From each person I asked what they felt about living in San Nicolás, I perceived a lot of calm and lightness about the volcano, despite being the last municipality on the way to the crater. They told me that it was normal for them, that it was already part of their habit, and that they had always had to live like this. On the one hand, it seems incredible to me the human ability to adapt to any environment, and on the other hand, the fidelity that leads us to root ourselves to only one and in particular. To which we determine our home. There was a person whose curiosity got the better of me and who answered me with another question: Well, what do you feel about living on your bicycle?
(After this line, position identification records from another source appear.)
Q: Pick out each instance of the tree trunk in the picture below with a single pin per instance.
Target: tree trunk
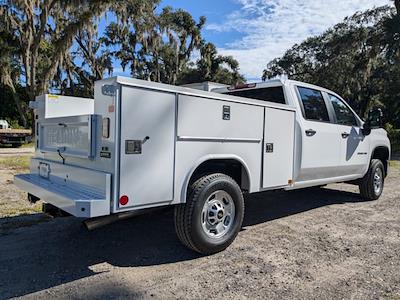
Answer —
(21, 112)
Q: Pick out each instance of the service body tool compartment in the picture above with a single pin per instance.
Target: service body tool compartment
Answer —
(278, 147)
(147, 146)
(72, 136)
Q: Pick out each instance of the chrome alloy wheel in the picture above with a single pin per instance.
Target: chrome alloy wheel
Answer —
(378, 181)
(218, 214)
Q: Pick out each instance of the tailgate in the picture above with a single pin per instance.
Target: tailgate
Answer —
(79, 191)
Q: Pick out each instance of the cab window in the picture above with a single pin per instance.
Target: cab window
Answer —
(344, 115)
(314, 107)
(271, 94)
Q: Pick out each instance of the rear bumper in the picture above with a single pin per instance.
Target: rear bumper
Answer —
(80, 200)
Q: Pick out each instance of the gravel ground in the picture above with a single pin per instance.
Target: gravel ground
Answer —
(315, 243)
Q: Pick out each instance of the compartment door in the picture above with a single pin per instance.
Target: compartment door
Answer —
(147, 146)
(278, 147)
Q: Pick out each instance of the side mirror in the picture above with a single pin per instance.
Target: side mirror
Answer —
(374, 120)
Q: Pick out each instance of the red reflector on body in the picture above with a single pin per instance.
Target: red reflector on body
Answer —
(123, 200)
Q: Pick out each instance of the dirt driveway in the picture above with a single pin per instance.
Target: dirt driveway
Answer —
(316, 243)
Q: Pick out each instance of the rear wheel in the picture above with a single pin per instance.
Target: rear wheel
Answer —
(371, 185)
(212, 216)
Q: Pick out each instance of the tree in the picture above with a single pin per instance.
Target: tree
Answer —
(358, 58)
(44, 31)
(212, 67)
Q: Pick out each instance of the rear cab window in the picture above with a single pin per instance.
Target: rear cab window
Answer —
(270, 94)
(313, 105)
(344, 116)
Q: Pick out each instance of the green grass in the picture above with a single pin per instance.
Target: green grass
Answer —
(15, 162)
(28, 145)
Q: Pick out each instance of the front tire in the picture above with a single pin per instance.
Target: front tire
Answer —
(212, 216)
(372, 183)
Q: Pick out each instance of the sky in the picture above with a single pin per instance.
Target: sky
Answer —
(257, 31)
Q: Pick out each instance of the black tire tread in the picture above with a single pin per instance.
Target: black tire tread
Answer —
(184, 212)
(366, 185)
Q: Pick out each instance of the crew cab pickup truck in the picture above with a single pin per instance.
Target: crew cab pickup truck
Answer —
(140, 145)
(15, 137)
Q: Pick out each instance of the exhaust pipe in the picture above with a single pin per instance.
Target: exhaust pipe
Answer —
(97, 222)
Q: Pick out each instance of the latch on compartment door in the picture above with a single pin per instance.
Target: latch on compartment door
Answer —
(135, 146)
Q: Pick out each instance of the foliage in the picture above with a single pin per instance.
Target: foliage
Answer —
(55, 45)
(358, 58)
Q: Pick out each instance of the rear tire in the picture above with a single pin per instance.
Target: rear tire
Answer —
(212, 216)
(371, 185)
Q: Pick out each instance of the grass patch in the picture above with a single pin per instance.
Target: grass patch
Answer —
(11, 223)
(15, 162)
(28, 145)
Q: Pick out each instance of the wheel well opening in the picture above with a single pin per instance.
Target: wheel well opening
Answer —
(382, 153)
(230, 167)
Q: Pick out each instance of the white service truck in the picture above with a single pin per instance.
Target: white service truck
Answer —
(139, 145)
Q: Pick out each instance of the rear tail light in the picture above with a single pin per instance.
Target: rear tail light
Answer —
(123, 200)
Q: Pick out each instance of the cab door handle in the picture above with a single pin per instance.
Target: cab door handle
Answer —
(345, 134)
(310, 132)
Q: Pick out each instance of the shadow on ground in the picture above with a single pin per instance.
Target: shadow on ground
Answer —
(62, 250)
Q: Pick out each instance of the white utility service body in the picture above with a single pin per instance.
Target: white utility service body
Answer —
(139, 144)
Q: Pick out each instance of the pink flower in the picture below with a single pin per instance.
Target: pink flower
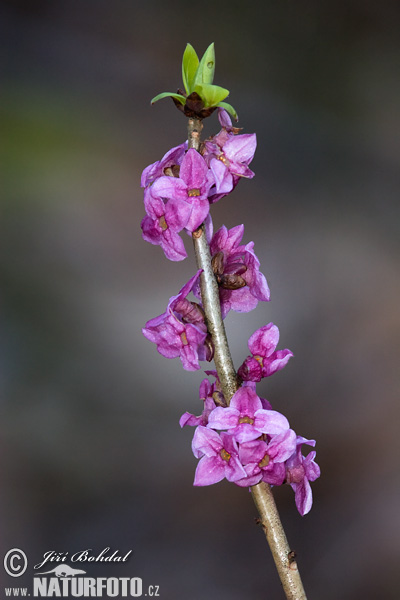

It is a question that I ask myself, if not daily, then very often. In a way, I have also normalized it. I have become accustomed to certain routines that living in this way implies, to the habits and rituals, personal and as a group that we have managed to establish. Like everyone else, we adapt to this context in order to continue living it. But what does it really feel like to live it?
For me, traveling through Mexico is like meeting my distant relatives. It is finally putting a face to the people and places that I had heard so many times about; of which my imagination was flooded and my curiosity was fed. It is seeing with my own eyes, tasting with my own tongue, and feeling with all my pores open the essence of each one of them — letting me be surprised by their singularities, since they never fail to do so. It turns out that I have many more relatives than I realized, and that my family tree is much broader than I imagined. There are some of those that I have only just found out for the first time along the way, but in any case they make me feel welcome and at home, sealing the bond and making up for lost time through our re-encounter.

Investing this time, mind and energy to focus on the world is not only being very rewarding for me, but I feel it as something important for my future. I surround myself with new environments with no intention of disconnecting or escaping, but rather, of reconnecting and returning home, each of them being part of my heritage as a citizen of Earth. Not in the sense that they belong to me, but in the sense that I belong to a global natural lineage. Our treasures and family jewels are scattered everywhere, but you have to know and value them in order to want to rescue them and be able to defend them.
Standing in front of Popo and Izta (and frankly, somewhat overwhelmed by their immensity) I realized that my purpose of cultivating a dynamic of admiration and understanding with the planet is just the first step. I do not know what is coming, but the encouragement of each of the encounters in this long family trip comforts me.